Contro questa teoria darwiniana Dühring dice che l'origine di quest'idea per la lotta dell'esistenza debba, come Darwin stesso avrebbe confessato, ricercarsi in una generalizzazione delle vedute dell'economista Malthus, teorico del fenomeno della popolazione, e che conseguentemente sarebbe affetta da tutte quelle pecche che sono proprie delle vedute di sapore sacerdotale di Malthus sulla pressione demografica. Ora, a Darwin, neanche da lontano è mai venuto in mente di dire che l'origine dell'idea della lotta per l'esistenza si debba ricercare in Malthus. Egli dice solamente che la sua teoria della lotta per l'esistenza è la teoria di Malthus applicata a tutto il mondo animale e vegetale. Per quanto grosso possa essere il granchio preso da Darwin nell'accettare ingenuamente, senza averla esaminata, la dottrina di Malthus, ognuno vede a prima vista che non occorrono gli occhiali di Malthus per percepire la lotta per l'esistenza nella natura, la contraddizione, cioè, tra l'innumerevole quantità di germi che la natura produce a profusione e il ristretto numero di essi che in generale può arrivare a maturità; contraddizione che si risolve in effetti, per la massima parte, in una lotta, a volte straordinariamente crudele, per l'esistenza. E come la legge del salario ha conservato il suo valore anche dopo che da gran tempo sono screditati gli argomenti di Malthus sui quali la faceva poggiare Ricardo, così nella natura può egualmente aver luogo la lotta per l'esistenza, anche senza nessuna interpretazione maltusiana. Del resto gli organismi della natura hanno egualmente le loro leggi demografiche, le quali vengono poco o niente indagate, ma la cui constatazione sarà di importanza decisiva per la teoria dell'evoluzione delle specie. E chi ha dato anche in questa direzione l'impulso decisivo? Nessun altro che Darwin.

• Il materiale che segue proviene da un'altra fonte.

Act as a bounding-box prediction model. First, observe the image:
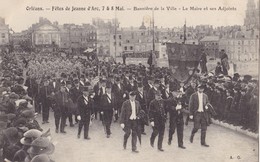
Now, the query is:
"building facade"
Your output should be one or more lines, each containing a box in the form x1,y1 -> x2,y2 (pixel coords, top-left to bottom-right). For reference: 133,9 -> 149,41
199,36 -> 219,59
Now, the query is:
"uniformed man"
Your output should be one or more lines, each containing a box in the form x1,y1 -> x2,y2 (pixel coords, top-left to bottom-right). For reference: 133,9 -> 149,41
189,85 -> 209,147
100,83 -> 116,138
77,87 -> 94,140
168,91 -> 185,149
149,91 -> 166,151
136,83 -> 148,135
119,91 -> 141,153
54,81 -> 69,133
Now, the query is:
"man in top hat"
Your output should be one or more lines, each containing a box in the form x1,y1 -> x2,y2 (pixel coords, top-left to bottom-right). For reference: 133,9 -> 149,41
112,77 -> 126,121
77,87 -> 94,140
65,80 -> 77,127
189,85 -> 209,147
54,82 -> 69,133
100,83 -> 115,138
13,129 -> 42,161
239,88 -> 251,129
70,79 -> 82,124
148,91 -> 166,151
120,91 -> 141,153
135,83 -> 148,135
39,79 -> 52,124
146,79 -> 160,105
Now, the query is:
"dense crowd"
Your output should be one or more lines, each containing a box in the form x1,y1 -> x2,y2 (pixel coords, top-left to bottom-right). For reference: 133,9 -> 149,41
0,53 -> 259,162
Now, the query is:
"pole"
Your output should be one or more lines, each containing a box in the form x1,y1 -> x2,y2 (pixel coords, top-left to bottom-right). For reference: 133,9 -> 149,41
152,10 -> 155,52
114,10 -> 117,61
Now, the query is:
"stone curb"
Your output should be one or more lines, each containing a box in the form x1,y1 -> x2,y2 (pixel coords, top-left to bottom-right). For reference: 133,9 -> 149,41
211,119 -> 259,140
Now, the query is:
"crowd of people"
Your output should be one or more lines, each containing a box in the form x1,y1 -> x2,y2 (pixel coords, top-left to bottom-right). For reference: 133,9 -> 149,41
0,50 -> 259,161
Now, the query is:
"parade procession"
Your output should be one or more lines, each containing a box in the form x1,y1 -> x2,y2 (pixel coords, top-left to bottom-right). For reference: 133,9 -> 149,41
0,0 -> 260,162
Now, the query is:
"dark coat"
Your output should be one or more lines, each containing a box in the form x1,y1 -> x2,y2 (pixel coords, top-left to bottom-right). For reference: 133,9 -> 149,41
100,93 -> 115,111
189,92 -> 209,115
119,100 -> 141,126
149,99 -> 166,126
77,95 -> 94,121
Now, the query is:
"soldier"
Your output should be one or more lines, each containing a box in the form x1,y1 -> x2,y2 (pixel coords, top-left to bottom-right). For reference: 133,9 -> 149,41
100,84 -> 115,138
70,79 -> 82,124
120,91 -> 141,153
112,77 -> 126,121
239,89 -> 250,129
136,83 -> 148,135
54,82 -> 69,133
149,91 -> 166,151
77,87 -> 94,140
189,85 -> 209,147
168,92 -> 185,149
146,80 -> 160,105
39,79 -> 51,124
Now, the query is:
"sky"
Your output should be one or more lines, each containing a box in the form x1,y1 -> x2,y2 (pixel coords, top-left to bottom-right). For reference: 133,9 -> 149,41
0,0 -> 256,32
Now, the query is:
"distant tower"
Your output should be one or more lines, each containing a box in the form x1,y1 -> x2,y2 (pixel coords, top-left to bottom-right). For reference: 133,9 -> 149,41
244,0 -> 259,29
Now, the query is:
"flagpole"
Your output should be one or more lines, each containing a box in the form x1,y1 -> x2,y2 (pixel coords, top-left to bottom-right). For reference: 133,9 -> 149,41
152,10 -> 155,52
183,19 -> 186,44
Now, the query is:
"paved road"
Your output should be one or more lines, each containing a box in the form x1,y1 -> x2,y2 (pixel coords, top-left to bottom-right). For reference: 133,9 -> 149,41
38,112 -> 258,162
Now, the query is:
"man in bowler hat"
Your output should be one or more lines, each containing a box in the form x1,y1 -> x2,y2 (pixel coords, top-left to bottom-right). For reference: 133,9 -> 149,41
189,84 -> 209,147
119,91 -> 140,153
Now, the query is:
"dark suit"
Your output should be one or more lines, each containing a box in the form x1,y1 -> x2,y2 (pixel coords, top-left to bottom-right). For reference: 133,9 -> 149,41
168,98 -> 185,146
135,91 -> 148,133
189,92 -> 209,144
149,99 -> 166,149
77,95 -> 94,138
70,86 -> 82,123
54,91 -> 69,132
39,86 -> 53,121
119,100 -> 140,150
100,94 -> 115,135
112,83 -> 125,120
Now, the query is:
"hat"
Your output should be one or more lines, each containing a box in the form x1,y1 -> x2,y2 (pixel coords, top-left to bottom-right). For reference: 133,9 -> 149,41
27,137 -> 55,155
115,77 -> 120,82
154,79 -> 160,84
66,80 -> 71,85
9,92 -> 19,99
31,154 -> 51,162
106,82 -> 112,88
137,82 -> 143,88
155,91 -> 162,96
20,129 -> 42,145
0,104 -> 7,111
198,84 -> 205,89
129,91 -> 136,96
73,79 -> 79,84
13,117 -> 26,127
21,110 -> 35,118
240,88 -> 247,92
82,86 -> 89,91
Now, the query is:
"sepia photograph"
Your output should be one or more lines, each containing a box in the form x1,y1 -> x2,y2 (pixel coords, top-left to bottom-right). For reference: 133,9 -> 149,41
0,0 -> 260,162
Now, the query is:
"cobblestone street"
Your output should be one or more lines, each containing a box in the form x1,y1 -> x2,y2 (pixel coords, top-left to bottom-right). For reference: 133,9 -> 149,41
38,112 -> 258,162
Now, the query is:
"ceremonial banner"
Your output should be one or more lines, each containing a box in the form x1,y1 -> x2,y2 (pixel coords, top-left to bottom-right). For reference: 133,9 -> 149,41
166,43 -> 202,83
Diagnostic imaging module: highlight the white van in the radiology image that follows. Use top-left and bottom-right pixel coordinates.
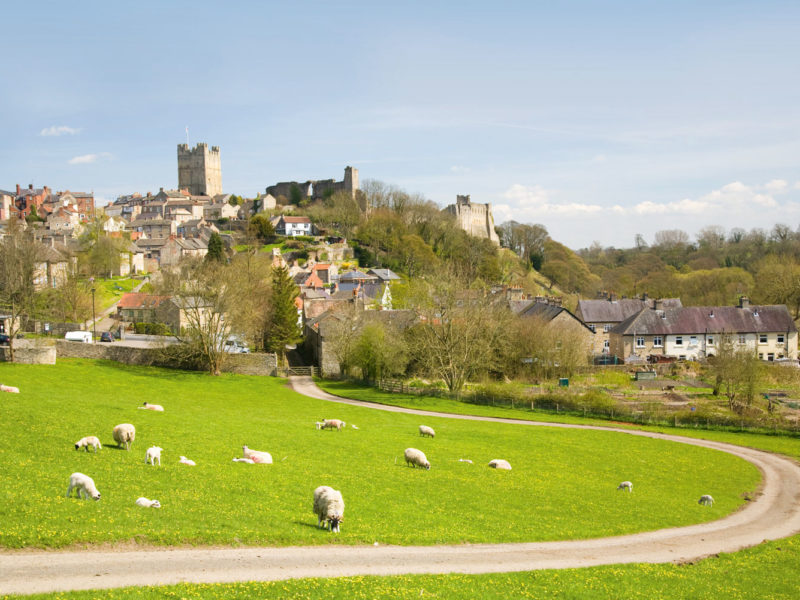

Dühring si guarda bene dall'entrare in questo lato positivo della questione. Invece deve sempre ritornare in discussione la lotta per l'esistenza. È escluso a priori che si possa parlare di una lotta per l'esistenza tra piante prive di coscienza e bonari erbivori: "ora in senso preciso e determinato la lotta per l'esistenza rientra nella brutalità se e in quanto l'alimentazione avviene rapinando e divorando". E, dopo aver ridotto il concetto di lotta per l'esistenza a questi limiti angusti, Dühring può lasciar libero corso alla sua indignazione sulla brutalità di questo concetto, che egli stesso ha limitato alla brutalità. Ma questa indignazione morale colpisce solo Dühring, che invero è il solo autore della lotta per l'esistenza ridotta a questi limiti, e perciò ne è il solo responsabile. Non è dunque Darwin colui "che cerca nel dominio delle fiere le leggi e l'intelligenza di ogni azione della natura", ché anzi Darwin aveva incluso nella lotta precisamente tutta la natura organica, ma è invece uno spauracchio fantastico allestito da Dühring stesso. Il nome di lotta per l'esistenza può del resto essere volentieri sacrificato alla collera altamente morale di Dühring. Che la cosa esista anche tra le piante glielo può provare ogni prato, ogni campo di grano, ogni bosco; e non si tratta del nome, se, cioè, tutto questo debba chiamarsi "lotta per l'esistenza" o "mancanza di condizioni per l'esistenza e suoi effetti meccanici", si tratta invece di sapere come questo fatto agisca sulla conservazione o sulla modificazione delle specie. Su questo Dühring persiste in un silenzio perfettamente eguale a se stesso. Quindi provvisoriamente bisognerà accontentarsi della selezione naturale.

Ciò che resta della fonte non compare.